Rest is more than absence from work. Reading EMS Hancock's views in his "The Rest of Your Life: Finding relaxation in a non-stop world" book, I was excited to realize that Adam's first day on earth was a day off. I like that, starting life on a day off.

I had a hard time learning to sit back and lounge when I first came out of college. For some reason, I felt I had to always be doing something productive. I don't remember why I felt that way, but I am glad to know that God doesn't judge us by our productivity. We are just as loved by God and precious to him when we are resting.

Within maybe one or two years, I learnt to put my feet up and rest. As I got busier, I learnt to schedule times for lounging. I am doing better now, but not so long ago in the most demanding season of my career, I struggled to find a sense of complete rest that I couldn't imagine I once didn't feel I needed to rest.

For the most part of my adult life, I thought rest meant not working. The biggest lesson I am grasping about rest from Hancock's book is comprehending that rest is more than absence from work. I am still trying to connect the dots. Looking at rest as simply an absence of work robs it of its power and strength. Rest is not just a negative vacuum - a time of counting the hours before work starts again.

Hancock emphasized that when it comes to the subject of rest, it seems that we may have been missing the point. Rest and work are not opposites, they are friends that need one another in order to function. We need to realize that we need to rest well in order to live well. We also need to rest efficiently to work effectively.

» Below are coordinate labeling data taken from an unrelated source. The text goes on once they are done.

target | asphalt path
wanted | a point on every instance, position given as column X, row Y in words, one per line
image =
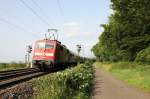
column 109, row 87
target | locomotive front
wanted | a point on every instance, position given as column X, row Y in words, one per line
column 44, row 54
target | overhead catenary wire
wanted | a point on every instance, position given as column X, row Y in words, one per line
column 41, row 10
column 60, row 8
column 34, row 12
column 15, row 26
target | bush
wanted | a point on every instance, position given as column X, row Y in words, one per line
column 143, row 56
column 11, row 66
column 73, row 83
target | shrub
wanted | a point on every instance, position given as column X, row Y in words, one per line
column 73, row 83
column 143, row 56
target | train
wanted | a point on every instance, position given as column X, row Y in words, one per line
column 49, row 54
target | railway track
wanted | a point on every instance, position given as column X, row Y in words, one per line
column 9, row 78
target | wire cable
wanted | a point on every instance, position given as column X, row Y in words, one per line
column 43, row 13
column 15, row 26
column 34, row 12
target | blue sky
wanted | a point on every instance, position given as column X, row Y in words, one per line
column 77, row 22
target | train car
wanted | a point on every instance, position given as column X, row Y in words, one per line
column 50, row 54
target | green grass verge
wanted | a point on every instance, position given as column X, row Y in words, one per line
column 11, row 66
column 133, row 73
column 73, row 83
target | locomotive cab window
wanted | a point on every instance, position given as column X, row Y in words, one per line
column 49, row 46
column 40, row 45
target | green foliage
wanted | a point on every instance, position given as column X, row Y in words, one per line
column 127, row 32
column 11, row 66
column 143, row 56
column 73, row 83
column 135, row 74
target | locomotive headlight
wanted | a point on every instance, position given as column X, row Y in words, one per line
column 49, row 54
column 37, row 53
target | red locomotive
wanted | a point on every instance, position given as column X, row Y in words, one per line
column 50, row 53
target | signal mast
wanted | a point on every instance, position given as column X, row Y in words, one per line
column 52, row 34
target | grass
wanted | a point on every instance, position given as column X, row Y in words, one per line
column 135, row 74
column 11, row 66
column 73, row 83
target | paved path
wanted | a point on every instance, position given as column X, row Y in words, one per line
column 108, row 87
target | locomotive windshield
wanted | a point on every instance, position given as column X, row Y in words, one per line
column 43, row 45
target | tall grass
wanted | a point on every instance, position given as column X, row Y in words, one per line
column 11, row 66
column 135, row 74
column 73, row 83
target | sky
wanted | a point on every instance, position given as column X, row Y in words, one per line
column 22, row 22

Hancock added that life is frantic, but it's not God who is standing over us to get busy. His desire is to lead us into a life that is productive, fruitful, beautiful and restful. Yet, so often we go against Him.

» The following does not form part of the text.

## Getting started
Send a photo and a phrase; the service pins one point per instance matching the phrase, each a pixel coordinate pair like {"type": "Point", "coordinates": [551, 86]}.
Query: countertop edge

If I don't rest well at the end of each day and week, I go back to work feeling clouded and burdened. So, how do I rest if I haven't finished what I needed to finish before I could call it a day or week? I have to accept that I have done all I could do. We are intricately built and fabulously designed. But we have a part to play in order to help ourselves function at our best.

Hancock added that one of the problems we face is that we work hard and then wait for the world to grant us the space to rest. But it never comes. You are not going to magically find a time where your life slows down. Therefore, you need to deliberately practice rest now. It requires discipline and planning. If you want rest, you will have to prioritize it, diary-date-it and be intentional with it.